Uma vez que as tarefas de dirigente são realizadas em regime de voluntariado isso equivale a um valor económico incalculável, pelo que o Estado se deveria preocupar em criar um estatuto para eles, que contivesse um conjunto de benefícios e regalias. Assim, em distritos do interior como o da Guarda onde as dificuldades são maiores, (também devido à desertificação humana) talvez mais cidadãos despertassem para o mundo da gestão desportiva.
Nos distritos do interior, e o da Guarda não foge a esta regra, têm sido as Autarquias e outras entidades como o INATEL e Associações de modalidade que têm amparado o movimento associativo desportivo. Mas mesmo estas entidades estão a passar por algumas dificuldades dada a sua descapitalização e ainda porque não encontraram um quadro conceptual no domínio operacional que lhes permita conceder os apoios com um critério seguro e dentro dos parâmetros legais vigentes.
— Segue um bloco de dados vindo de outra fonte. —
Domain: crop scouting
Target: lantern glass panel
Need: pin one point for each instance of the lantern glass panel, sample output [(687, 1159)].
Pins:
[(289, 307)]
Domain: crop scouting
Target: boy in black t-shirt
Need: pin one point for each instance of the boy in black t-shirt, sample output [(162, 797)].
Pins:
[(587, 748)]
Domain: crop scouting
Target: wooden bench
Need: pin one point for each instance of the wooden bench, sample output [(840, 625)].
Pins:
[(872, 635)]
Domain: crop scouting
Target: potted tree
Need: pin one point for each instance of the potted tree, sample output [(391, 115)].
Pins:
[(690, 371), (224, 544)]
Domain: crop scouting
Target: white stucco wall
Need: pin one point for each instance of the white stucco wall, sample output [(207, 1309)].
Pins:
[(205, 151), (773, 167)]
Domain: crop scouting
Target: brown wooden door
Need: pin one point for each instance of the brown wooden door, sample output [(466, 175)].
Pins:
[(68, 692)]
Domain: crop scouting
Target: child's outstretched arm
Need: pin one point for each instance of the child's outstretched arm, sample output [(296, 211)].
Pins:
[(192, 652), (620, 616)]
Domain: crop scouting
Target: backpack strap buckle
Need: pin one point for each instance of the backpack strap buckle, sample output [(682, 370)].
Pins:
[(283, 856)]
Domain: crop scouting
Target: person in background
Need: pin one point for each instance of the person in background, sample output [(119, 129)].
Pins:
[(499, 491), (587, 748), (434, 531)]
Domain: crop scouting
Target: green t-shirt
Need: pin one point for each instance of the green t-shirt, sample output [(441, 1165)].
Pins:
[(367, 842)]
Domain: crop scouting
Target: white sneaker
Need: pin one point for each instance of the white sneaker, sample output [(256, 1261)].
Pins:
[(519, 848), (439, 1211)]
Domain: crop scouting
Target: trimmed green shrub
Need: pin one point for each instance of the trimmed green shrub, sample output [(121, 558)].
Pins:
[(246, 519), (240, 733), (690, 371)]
Se verificarmos a particularidade desta realidade no Distrito da Guarda depararemos com uma situação que custa um pouco a aceitar. A primeira questão relaciona-se com a lógica a que se subordinam os movimentos associativos não se percebendo muito bem se é a do lucro, a das necessidades sociais, ou uma outra qualquer. Depois aparece a complexidade da atribuição dos subsídios das autarquias aos clubes.
Há autarquias que tratam clubes organicamente e estruturalmente diferentes de uma forma igualitária, o que é fomentar e agravar as injustiças. Outras definem critérios quantitativos de praticantes o que é um erro pois descuram aspectos do desenvolvimento. Um terceiro grupo aplica um tratamento hierarquizado favorecendo os mais fortes em detrimento dos mais fracos. Por último algumas ignoram os grandes clubes, o que também não é correcto.
As colectividades desportivas como as do distrito da Guarda deveriam ter a capacidade de se juntarem numa federação com a intenção de, em conjunto, apresentarem à Administração Central reivindicações justas de apoio no sentido de lutar contra a situação precária do movimento associativo tão essencial ao país, pois não basta ao Estado assumir um papel regulador mas terá de ter também (ou ajudar quem o faça) um papel dinamizador e fomentador da prática, quer através de uma política de desporto escolar, de construção de instalações, de formação de agentes desportivos, da concessão de apoios financeiros ou em recursos humanos.
Por último deverá ser repensada a situação do dirigismo desportivo no distrito da Guarda (e no país também!), pois estando o dirigismo em crise está comprometido o futuro. Faltam dirigentes novos, com nova mentalidade, com nova visão e com nova formação. Fazem falta dirigentes que tenham a coragem de abraçar novas modalidades e novas práticas. Faltam dirigentes que assumam a vida associativa sem quererem ser "donos" dos clubes. Fazem falta dirigentes que saibam planear, que dominem os factores de desenvolvimento desportivo e que tenham a coragem de romper com privilégios instalados.
A função de dirigente tem de ser desenvolvida de uma forma desinteressada, descomprometida, sem protagonismo doentio e tendo sempre por base a nobreza do contributo à sociedade.